From 78e2ae65ad8f263d6dac7cb5d75c5afc558ab37f Mon Sep 17 00:00:00 2001
From: Victor Kuznetsov <kuznetsov.va@gmail.com>
Date: Mon, 22 Jun 2026 09:41:23 -0700
Subject: [PATCH] docs: neutralize local-pull path reference in doubao research
 note

Replace the `data/spaces/originals/` path with a generic "local corpus of
pristine originals" so the committed public doc carries no reference to the
local working-data pull (the data itself is gitignored). The analysis scripts'
default paths are left untouched (operational tooling, no content/provenance).

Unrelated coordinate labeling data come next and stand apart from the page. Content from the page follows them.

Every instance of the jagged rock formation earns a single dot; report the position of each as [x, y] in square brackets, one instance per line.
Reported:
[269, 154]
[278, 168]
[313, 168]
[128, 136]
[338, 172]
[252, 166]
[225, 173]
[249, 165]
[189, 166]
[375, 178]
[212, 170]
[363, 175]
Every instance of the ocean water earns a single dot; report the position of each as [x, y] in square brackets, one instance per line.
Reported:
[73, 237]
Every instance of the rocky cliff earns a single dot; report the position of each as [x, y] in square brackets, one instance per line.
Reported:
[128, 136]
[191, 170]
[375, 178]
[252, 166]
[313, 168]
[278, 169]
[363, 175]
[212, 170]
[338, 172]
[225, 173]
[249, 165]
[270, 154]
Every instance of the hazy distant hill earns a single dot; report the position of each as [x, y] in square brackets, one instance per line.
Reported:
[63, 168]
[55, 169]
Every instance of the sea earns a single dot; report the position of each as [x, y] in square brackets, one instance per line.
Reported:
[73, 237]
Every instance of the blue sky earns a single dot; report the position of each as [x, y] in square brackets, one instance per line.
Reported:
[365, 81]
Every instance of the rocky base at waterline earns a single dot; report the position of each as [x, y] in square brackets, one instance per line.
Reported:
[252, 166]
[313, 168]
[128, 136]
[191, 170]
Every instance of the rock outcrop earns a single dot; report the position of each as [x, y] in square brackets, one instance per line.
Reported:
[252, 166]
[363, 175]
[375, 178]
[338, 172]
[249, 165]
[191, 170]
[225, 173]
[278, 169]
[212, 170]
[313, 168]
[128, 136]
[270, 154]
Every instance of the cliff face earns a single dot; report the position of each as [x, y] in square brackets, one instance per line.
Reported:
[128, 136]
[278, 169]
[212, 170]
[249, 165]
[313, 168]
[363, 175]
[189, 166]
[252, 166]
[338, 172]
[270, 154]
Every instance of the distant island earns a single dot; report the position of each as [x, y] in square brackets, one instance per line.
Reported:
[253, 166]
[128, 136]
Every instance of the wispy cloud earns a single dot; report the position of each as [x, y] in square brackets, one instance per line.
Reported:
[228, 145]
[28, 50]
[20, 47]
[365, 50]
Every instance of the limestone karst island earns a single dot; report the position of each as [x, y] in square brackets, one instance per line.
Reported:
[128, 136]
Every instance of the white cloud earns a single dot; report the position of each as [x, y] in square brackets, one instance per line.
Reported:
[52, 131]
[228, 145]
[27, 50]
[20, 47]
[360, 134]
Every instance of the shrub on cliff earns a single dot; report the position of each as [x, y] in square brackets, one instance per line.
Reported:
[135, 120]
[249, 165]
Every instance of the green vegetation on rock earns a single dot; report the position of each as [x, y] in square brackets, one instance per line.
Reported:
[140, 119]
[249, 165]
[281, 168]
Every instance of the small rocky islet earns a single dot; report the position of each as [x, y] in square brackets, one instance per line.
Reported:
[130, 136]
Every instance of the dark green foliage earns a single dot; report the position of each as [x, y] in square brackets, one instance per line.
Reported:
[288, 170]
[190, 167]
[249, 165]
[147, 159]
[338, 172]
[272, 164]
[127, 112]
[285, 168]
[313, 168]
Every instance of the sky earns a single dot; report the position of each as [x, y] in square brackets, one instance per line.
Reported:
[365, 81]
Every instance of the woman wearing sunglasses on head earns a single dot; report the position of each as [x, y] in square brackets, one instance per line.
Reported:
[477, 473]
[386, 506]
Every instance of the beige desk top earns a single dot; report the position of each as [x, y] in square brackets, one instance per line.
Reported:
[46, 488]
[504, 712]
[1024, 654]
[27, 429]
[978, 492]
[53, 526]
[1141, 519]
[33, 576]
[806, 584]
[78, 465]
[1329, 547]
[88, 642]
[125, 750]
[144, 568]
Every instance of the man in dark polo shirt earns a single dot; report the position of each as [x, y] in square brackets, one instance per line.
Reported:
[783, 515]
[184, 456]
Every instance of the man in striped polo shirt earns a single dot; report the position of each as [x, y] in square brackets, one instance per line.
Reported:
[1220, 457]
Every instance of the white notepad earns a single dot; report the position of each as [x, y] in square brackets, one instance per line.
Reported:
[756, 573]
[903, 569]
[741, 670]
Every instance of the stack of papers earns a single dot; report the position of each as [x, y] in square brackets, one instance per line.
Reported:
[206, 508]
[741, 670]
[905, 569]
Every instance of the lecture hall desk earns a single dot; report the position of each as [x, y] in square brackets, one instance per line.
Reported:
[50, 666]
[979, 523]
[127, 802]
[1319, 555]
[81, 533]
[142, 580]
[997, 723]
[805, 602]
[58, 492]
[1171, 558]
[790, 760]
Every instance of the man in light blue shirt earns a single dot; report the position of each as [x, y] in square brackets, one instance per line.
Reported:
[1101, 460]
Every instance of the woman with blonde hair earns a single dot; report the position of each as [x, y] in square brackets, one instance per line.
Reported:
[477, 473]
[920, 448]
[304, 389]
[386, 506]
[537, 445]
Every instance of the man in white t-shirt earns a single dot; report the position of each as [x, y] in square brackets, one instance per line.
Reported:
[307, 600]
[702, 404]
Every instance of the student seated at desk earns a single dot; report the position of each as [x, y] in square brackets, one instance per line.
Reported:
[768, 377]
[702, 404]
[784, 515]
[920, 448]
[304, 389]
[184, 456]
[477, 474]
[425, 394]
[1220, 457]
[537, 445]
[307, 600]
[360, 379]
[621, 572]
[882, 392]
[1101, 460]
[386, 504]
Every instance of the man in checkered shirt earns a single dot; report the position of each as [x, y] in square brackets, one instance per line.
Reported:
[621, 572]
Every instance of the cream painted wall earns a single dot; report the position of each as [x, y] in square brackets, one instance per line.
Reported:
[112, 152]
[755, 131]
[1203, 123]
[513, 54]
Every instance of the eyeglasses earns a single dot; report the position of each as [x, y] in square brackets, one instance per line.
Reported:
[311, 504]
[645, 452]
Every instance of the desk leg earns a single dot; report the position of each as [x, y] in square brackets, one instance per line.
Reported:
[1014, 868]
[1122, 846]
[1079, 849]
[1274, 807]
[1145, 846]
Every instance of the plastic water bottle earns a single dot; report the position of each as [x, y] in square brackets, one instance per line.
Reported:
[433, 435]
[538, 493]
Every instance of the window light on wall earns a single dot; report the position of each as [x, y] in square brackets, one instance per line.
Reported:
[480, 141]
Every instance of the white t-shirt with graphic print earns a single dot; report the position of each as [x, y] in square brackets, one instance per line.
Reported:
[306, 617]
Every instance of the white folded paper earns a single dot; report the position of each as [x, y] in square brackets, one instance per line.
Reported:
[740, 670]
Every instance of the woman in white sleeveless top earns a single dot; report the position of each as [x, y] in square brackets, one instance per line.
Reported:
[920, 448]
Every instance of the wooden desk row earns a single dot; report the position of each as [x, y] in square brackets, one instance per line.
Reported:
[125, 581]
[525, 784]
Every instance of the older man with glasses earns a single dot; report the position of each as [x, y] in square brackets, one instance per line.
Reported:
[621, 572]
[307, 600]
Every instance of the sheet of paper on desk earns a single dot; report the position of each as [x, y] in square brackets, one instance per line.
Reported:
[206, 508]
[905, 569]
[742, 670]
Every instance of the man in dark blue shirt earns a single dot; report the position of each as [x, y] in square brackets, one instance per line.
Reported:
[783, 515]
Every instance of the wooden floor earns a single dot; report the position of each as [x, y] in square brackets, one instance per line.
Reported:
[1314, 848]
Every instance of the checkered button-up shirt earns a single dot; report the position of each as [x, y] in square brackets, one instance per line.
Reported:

Co-Authored-By: Claude Opus 4.8 <noreply@anthropic.com>
---
 docs/research-doubao-distillation.md | 2 +-
 1 file changed, 1 insertion(+), 1 deletion(-)

diff --git a/docs/research-doubao-distillation.md b/docs/research-doubao-distillation.md
index 925072b..1932a63 100644
--- a/docs/research-doubao-distillation.md
+++ b/docs/research-doubao-distillation.md
@@ -10,7 +10,7 @@
 
 **Conclusion (historical): pure reverse-alpha distilled from content images does NOT work, and the blocker is the WRONG kind of data, not too little of it.**
 
-The earlier framing ("need ~5-8 PRISTINE same-resolution originals") is obsolete -- `data/spaces/originals/` holds plenty. Curate them with `DoubaoEngine.detect` + an NCC filter against a clean glyph template, keeping only marks at offset ≈ (0,0): that yields e.g. **15 pixel-aligned 2048² marks** (sub-pixel drift, not the ±50 px the old lossy/mixed-res scrapes had), plus 1086x1448 / 1792x2400 clusters. With those, LaMa-clean `O` + weighted-LS (and per-pixel I-on-O regression) for `α` (+ logo colour) was tried end-to-end and **still leaves a persistent ghost outline.**
+The earlier framing ("need ~5-8 PRISTINE same-resolution originals") is obsolete -- a local corpus of pristine originals holds plenty. Curate them with `DoubaoEngine.detect` + an NCC filter against a clean glyph template, keeping only marks at offset ≈ (0,0): that yields e.g. **15 pixel-aligned 2048² marks** (sub-pixel drift, not the ±50 px the old lossy/mixed-res scrapes had), plus 1086x1448 / 1792x2400 clusters. With those, LaMa-clean `O` + weighted-LS (and per-pixel I-on-O regression) for `α` (+ logo colour) was tried end-to-end and **still leaves a persistent ghost outline.**
 
 Diagnosed why, empirically (cached stacks, `/tmp/doubao_distill`): (1) the mark is a clean white overlay with **no dark halo** -- over glyph pixels ~54% are brighter than the clean bg, only ~4% darker -- so the white-logo model `I=(1-α)O+α·255` is correct; (2) but content backgrounds are almost never dark *under* the mark (median darkest available bg over glyph pixels = **58/255**; only ~13% of mark pixels are ever observed on a bg < 40), so on bright backgrounds the equation is ill-conditioned and `α` is unidentifiable; (3) LaMa's `O` is a plausible **hallucination**, not the true pre-mark background, which compounds the error, and per-pixel regression on ~15 obs overfits into colour noise.